Cateno De Luca tenterà di correre nell’uninominale in Sicilia (Sud chiama nord). Roberto Fiore spera che Forza Nuova possa essere esentata dalla raccolta delle firme, in virtù del collegamento con l’associazione europea di estrema destra Apf. ‘Unione popolare con De Magistris’ afferma di avere già raccolto le firme necessarie per il Lazio.

Le elezioni politiche 2022 registrano la novità di un ex Presidente del Consiglio e di un ministro degli Esteri in carica, seppur dimissionario, che depositano personalmente il proprio simbolo al Viminale. Sono Giuseppe Conte e Luigi Di Maio.

All’ufficio elettorale del ministero dell’Interno operano in prima persona anche il vicepresidente del Senato Roberto Calderoli (per il leghista si tratta di una tradizione consolidata), il sottosegretario alla Presidenza del Consiglio Bruno Tabacci (Impegno civico), l’ex Guardasigilli Clemente Mastella e l’ex pm Antonio Ingroia, protagonista del processo Dell’Utri e presentatore con Marco Rizzo del simbolo ‘Italia sovrana e popolare’.

Le uniche forze politiche che hanno messo nel simbolo la propria famiglia europea sono FI (Ppe), Azione-Iv (Renew Europe), ‘Alleanza Verdi sinistra’ (Europa verde, European Green Party), Forza Nuova (Apf).

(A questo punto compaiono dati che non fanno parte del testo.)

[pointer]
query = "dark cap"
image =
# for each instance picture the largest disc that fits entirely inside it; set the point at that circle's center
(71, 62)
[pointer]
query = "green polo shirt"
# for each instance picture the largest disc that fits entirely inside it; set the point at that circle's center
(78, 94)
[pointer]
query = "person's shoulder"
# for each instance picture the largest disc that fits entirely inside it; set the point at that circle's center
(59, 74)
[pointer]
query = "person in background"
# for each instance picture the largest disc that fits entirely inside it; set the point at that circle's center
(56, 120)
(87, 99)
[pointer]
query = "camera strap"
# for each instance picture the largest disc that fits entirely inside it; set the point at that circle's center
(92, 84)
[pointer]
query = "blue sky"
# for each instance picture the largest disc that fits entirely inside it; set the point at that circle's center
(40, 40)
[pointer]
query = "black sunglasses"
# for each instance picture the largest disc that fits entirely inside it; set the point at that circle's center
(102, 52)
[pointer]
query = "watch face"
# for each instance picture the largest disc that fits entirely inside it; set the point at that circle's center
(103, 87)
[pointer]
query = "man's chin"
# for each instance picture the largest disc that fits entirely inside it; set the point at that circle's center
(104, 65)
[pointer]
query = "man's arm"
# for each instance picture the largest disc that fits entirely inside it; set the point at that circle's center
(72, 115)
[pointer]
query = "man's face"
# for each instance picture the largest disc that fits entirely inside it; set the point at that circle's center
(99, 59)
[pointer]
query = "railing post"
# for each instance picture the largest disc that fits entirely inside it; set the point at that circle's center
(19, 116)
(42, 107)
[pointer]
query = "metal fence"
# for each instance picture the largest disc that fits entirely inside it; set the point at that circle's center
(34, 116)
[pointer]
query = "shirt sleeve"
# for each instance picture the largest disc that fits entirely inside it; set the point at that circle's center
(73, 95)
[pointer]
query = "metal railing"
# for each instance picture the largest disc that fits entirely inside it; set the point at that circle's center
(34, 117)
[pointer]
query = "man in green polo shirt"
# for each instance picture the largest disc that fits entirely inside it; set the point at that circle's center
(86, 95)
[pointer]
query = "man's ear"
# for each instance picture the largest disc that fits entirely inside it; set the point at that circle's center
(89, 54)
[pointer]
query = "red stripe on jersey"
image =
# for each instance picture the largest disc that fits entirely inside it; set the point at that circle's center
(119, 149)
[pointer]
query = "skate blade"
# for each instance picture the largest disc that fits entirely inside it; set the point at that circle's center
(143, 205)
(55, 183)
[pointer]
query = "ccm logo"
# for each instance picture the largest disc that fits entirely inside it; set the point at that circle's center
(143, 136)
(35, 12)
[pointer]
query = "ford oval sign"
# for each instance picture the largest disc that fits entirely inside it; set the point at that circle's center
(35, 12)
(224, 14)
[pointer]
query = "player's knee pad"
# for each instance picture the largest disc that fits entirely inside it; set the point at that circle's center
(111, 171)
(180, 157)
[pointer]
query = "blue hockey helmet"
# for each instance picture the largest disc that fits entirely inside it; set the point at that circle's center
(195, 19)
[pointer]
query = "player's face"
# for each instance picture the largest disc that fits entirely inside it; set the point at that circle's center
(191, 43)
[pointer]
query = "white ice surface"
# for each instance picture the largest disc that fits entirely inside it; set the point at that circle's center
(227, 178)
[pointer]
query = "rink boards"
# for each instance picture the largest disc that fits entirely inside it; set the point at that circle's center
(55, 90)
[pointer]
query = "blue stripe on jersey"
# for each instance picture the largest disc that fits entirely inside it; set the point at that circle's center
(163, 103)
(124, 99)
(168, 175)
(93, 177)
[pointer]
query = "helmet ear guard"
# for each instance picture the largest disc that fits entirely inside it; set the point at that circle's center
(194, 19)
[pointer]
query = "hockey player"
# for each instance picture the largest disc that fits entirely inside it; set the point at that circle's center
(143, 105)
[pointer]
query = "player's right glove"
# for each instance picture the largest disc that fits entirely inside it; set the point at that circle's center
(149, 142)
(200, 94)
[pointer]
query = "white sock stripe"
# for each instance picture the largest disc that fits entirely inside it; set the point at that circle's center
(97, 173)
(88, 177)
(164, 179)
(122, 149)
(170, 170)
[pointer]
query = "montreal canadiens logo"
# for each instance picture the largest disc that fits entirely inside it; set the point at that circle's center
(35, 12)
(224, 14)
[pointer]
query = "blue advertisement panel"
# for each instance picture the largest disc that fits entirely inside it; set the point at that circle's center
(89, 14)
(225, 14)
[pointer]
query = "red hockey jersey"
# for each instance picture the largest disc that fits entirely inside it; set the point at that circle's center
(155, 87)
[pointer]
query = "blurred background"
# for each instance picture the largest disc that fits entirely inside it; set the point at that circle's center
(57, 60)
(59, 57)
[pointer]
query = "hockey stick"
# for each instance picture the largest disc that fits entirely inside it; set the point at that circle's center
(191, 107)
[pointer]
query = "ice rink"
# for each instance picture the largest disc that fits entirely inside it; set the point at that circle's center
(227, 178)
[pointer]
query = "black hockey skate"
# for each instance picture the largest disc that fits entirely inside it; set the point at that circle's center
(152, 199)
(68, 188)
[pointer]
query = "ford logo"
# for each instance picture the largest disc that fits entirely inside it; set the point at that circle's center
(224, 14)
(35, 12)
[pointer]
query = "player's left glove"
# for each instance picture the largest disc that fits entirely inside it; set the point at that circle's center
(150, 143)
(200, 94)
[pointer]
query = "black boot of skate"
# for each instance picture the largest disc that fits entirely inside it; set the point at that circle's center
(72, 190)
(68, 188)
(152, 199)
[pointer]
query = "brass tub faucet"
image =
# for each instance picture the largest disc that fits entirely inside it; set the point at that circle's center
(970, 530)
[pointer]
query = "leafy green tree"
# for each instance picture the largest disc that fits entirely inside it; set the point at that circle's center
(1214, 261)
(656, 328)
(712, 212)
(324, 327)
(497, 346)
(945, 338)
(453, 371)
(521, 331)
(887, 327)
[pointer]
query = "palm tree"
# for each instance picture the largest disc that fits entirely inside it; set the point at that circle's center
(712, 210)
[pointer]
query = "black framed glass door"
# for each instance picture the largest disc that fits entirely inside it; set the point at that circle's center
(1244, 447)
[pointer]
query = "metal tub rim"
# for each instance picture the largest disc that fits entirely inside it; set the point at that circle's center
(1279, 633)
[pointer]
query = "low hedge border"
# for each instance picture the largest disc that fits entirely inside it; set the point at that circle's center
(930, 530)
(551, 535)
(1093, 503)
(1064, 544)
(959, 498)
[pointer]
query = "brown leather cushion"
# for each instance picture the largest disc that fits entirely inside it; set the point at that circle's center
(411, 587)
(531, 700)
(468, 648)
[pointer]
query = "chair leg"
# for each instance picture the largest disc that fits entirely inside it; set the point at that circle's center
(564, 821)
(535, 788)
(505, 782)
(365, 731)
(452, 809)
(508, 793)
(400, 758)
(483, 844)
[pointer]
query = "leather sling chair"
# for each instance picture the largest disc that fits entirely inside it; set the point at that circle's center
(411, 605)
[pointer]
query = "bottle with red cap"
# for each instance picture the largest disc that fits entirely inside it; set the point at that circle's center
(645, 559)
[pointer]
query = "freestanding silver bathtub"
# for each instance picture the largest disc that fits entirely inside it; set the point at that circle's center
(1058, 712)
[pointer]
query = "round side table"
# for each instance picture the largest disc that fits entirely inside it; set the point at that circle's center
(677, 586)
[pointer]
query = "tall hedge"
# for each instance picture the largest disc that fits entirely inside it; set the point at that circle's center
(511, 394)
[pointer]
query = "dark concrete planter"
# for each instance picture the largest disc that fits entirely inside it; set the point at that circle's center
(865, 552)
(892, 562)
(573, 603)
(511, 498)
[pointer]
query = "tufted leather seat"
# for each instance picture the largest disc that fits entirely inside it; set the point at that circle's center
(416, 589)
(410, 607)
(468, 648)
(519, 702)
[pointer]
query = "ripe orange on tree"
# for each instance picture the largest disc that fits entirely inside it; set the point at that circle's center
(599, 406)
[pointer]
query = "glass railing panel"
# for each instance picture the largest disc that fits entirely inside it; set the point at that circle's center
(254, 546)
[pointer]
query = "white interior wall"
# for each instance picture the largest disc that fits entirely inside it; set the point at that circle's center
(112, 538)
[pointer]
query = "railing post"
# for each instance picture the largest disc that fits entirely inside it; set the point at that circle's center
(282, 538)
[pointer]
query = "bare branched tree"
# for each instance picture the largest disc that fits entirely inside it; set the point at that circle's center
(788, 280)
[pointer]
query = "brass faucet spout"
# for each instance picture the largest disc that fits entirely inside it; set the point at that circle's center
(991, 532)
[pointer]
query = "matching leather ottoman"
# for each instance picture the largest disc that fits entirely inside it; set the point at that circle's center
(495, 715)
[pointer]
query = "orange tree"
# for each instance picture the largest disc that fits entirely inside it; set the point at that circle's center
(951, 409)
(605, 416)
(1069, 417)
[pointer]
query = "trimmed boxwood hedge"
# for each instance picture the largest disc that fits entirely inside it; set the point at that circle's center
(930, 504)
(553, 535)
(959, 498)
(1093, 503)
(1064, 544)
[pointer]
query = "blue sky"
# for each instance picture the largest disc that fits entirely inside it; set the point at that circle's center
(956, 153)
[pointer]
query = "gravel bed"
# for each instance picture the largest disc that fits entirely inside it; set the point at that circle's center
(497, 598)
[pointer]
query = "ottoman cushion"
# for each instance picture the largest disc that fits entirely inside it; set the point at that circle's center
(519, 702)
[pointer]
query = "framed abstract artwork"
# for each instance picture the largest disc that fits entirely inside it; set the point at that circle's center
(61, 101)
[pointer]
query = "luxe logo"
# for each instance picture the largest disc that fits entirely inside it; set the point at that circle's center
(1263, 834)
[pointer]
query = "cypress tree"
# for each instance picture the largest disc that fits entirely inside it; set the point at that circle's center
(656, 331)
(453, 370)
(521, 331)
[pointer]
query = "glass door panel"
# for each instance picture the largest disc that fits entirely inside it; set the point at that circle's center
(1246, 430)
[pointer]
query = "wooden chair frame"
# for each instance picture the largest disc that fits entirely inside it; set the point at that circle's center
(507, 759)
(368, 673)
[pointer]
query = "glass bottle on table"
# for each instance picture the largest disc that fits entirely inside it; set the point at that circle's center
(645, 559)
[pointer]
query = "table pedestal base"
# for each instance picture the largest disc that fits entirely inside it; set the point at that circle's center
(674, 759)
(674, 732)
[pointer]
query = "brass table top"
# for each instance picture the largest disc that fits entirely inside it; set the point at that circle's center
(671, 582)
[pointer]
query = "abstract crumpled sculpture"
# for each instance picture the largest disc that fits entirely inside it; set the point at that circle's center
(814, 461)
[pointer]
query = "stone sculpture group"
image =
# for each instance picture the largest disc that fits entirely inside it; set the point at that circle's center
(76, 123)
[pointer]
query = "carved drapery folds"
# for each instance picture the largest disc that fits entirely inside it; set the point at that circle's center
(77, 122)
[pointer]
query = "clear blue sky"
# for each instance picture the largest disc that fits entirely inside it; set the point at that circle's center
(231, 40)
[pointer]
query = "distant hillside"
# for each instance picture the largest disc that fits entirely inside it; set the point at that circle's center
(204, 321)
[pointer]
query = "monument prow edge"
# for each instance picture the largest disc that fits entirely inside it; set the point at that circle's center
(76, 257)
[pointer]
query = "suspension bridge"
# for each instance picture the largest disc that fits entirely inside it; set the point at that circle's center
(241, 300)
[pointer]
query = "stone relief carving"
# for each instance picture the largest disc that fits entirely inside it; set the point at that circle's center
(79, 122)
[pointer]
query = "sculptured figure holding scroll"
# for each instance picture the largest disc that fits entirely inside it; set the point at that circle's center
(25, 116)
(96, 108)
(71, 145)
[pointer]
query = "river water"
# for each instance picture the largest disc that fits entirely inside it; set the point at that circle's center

È  preponderante la personalizzazione della politica. Ben 26 simboli contengono il nome di un leader: Merlo (Maie), Calenda, Mastella, Salvini, Cateno De Luca, Giarrusso, Panzironi (Rivoluzione sanitaria), Pappalardo/Presutti (Gilet arancioni), Paragone (Italexit), Nappi (Naturalisti), Lista Pannella, Berlusconi, Adinolfi/Di Stefano (Alternativa per l’Italia), Lupi/Toti/Brugnaro, Musso (Forza del popolo), Di Maio (Impegno civico), Meloni, Papale (Luce del sud), Salvini-Berlusconi-Meloni (centrodestra all’estero), Sgarbi (Rinascimento), De Magistris, Peretti (Democrazia cattolica liberale), Cappato (Referendum e democrazia), Bonino, Palamara (Oltre il sistema) e Draghi (il simbolo è ‘Italiani con Draghi. Rinascimento’ ma a palazzo Chigi non sanno nulla di questo contrassegno).

Marco Cappato intende raccogliere le firme necessarie solo con modalità digitale. “Ci appelliamo al Presidente del Consiglio Mario Draghi perché le elezioni non siano antidemocratiche – dice Cappato ai giornalisti – servono 60mila firme distribuite in tutto il Paese per poter partecipare alle elezioni e chiediamo di poter utilizzare le firme digitali per rivitalizzare la democrazia. Come già accade per i referendum, le firme digitali devono essere valide per partecipare alle elezioni politiche. Noi raccoglieremo le firme solo in modalità digitale. Chiediamo a Draghi di equiparare referendum ed elezioni politiche”.

Entro il 16 agosto il Viminale deciderà in prima battuta sui ‘doppioni’: ci sono quattro Democrazie cristiane; due Pli; due ‘Sud chiama Nord’; due Unioni popolari con De Magistris; un Partito comunista italiano e un Partito comunista dei lavoratori; svariate liste che includono la parola ‘moderati’.

Gli interessati entro il 18 agosto potranno adeguarsi e modificare il simbolo contestato oppure presentare ricorso presso l’Ufficio elettorale nazionale presso la Corte di Cassazione.